11/11/2010 2:14 PM  
Blogger CPRR Discussion Group said...

From: "Kevin Bunker" mikadobear45@yahoo.com

I can only speak to the earlier survey maps created for the Central Pacific Rail Road by its first chief engineer, Theodore Judah. Hand-drawn originals – ink on starched linen (rolled, large format) – are in the collections of the California Secretary of State/California State Archives at Sacramento.

In past years when I worked as a collections assistant at CSA I had to regularly maintain the railroad maps collections and still marvel at the complexity and quality of T.D. Judah's survey maps. The largest measures over 16 feet in length and shows the proposed crossing of Donner Pass in the Sierra Nevada. The route shown on this map is close to (but not exactly the same as) the final track roadbed. It is multi-colored and quite extraordinary.

After Judah died from malaria [sic] while en route to lobby Congress in Washington, D.C., the Central Pacific brought in other civil engineers, chiefly Samuel S. Montague and Lewis M. Clement. These men followed very similar surveying and map-making processes as the CPRR quickly moved to lay rail east from Sacramento and into Nevada and Utah Territory. Draft maps were drawn on paper and vellum; final copies for field use, permanent record and promotion of the railroad provided to Congress and the U.S. President were drawn in ink on starched linen.

When the Central Pacific (and Southern Pacific) began a major line overhaul and improvement in the 1880s to widen or realign some of the older track infrastructure, new ink-on-linen maps were created in sections covering each district and were divided state by state. These have been preserved as gifts from Southern Pacific Transportation Company to individual states.
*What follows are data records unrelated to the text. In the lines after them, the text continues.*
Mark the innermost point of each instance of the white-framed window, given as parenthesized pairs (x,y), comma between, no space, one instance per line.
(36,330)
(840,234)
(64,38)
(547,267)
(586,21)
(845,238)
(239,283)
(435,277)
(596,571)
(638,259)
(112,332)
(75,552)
California's CP and SP revision maps are at California State Railroad Museum Library in Sacramento; the CP and SP maps for Nevada are at Nevada Historical Society, University of Nevada in Reno and the maps for Oregon are at Oregon Historical Society Library in Portland, OR. The maps for Arizona, New Mexico, Utah and Texas are housed in similar organizations' archives or libraries.

—Kevin V. Bunker

11/12/2010 10:40 AM  
Anonymous Anonymous said...

CPRR Chief Engineer Theodore Judah who became ill on board ship from Panama to New York City probably died of typhoid fever, not yellow fever, and not malaria.